The most notable election rigging was witnessed in 2007 elections when Raila was vying against Mwai Kibaki.
Raila was convinced he had won. Kibaki was sworn in at night in the glare of cameras, sparking violence across the country.
In the post-election violence that followed, about 1,200 people died and more than 600,000 were left homeless.
Raila later shook hands with Kibaki and was given the Prime Minister's position in a power-sharing deal that brought peace.
In 2013, Raila also battled for the top seat but lost to Uhuru Kenyatta and William Ruto who were facing PEV-related charges before the International Court of Justice at The Hague.
In 2017, the ODM chief lost to Uhuru again at the ballot box but he went to the Supreme Court. It nullified the presidential election over what it called widespread irregularities and illegalities. It ordered a rerun.
The opposition leader boycotted the rerun, saying their demands to secure the transmission system and get access to the 'backdoor' of the system had not been met and therefore he would not participate. Uhuru was reelected with low voter turnout.
Raila then declared himself "the people's president" at a huge rally in Nairobi and swore himself in during a symbolic ceremony.
The country was divided and tense, different camps were enraged. More violence was feared.
On March 9, 2018, Raila and Uhuru shook hands at Harambee House, agreeing to put aside their differences in the interests of peace in Kenya and development.
Raila's allies in Nasa, the National Super Alliance, and Uhuru's deputy, Ruto, were taken by surprise and incensed.
Ruto considered his exclusion an insult. Though he and Uhuru had earlier differences, this was the beginning of the end. For Ruto it was a curse. He protested and started becoming enemies with the President who had once pledged to support Ruto as his successor.
The handshake led to Uhuru and Raila launching the Building Bridges Initiative (BBI). It was intended to lead to a referendum to make far-reaching changes to the Constitution, including adding top leadership positions that could be shared with other opposition leaders.

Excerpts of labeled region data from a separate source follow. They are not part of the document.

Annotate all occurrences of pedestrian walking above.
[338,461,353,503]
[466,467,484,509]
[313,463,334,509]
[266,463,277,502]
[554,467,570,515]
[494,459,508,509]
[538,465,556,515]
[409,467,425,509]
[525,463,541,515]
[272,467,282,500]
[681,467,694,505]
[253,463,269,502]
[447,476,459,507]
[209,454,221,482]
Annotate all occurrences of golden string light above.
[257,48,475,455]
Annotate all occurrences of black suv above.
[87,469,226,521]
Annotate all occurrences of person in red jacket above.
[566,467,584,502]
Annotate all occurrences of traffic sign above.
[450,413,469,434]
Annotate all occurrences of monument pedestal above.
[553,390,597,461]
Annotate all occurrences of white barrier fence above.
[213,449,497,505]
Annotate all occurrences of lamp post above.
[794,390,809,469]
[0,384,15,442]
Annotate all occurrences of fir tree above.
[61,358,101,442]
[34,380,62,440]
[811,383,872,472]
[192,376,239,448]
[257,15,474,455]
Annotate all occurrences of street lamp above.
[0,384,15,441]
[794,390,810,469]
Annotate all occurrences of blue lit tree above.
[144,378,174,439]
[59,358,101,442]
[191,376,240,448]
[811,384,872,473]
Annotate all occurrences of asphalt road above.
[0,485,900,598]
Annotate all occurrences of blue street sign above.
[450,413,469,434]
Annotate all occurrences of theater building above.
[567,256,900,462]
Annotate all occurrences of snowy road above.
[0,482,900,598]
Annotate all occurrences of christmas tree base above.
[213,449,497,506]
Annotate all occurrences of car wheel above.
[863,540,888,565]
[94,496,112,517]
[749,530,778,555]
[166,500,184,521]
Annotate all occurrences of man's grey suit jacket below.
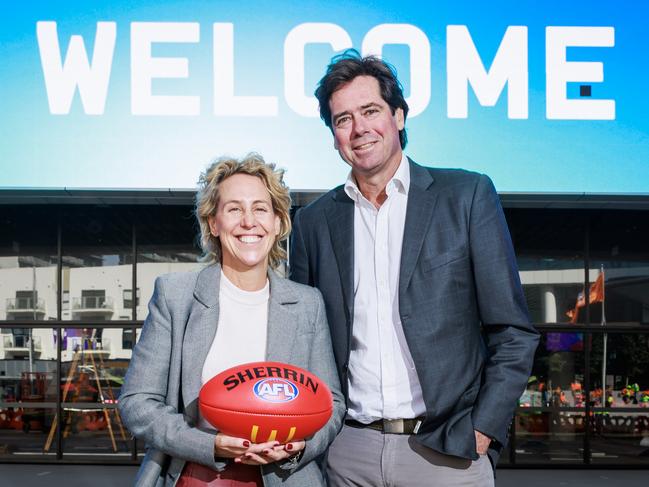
[119,265,345,487]
[290,161,538,465]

They said the aim was to end the electoral cycle of violence and the 'winner take all' system that led to exclusion and frustration of other deserving communities.
BBI collapsed after the High Court ruled the President had acted unlawfully when he spearheaded referendum changes to the Constitution. That court, the Court of Appeal and the Supreme Court found unjustifiable and unconstitutional flaws in the BBI procedure.
Despite this setback, Uhuru's support for Raila did not dim as he continued to drum up support for him publicly without mentioning his hame But his intention was clear, especially to Ruto.
This meant Uhuru was not going to support his deputy and they drifted further apart and became antagonists as their second term began.
Uhuru and Raila drew closer and they drew at least 26 parties into the Azimio la Umoja coalition.
President pulled out all the stops to support Raila and state machinery and state officers helped.
Polls at first showed Ruto ahead, but Raila caught up and by Election Day they were neck and neck. The race was impossible to call.
As tallying proceeded, they were still close, first one ahead, then the other.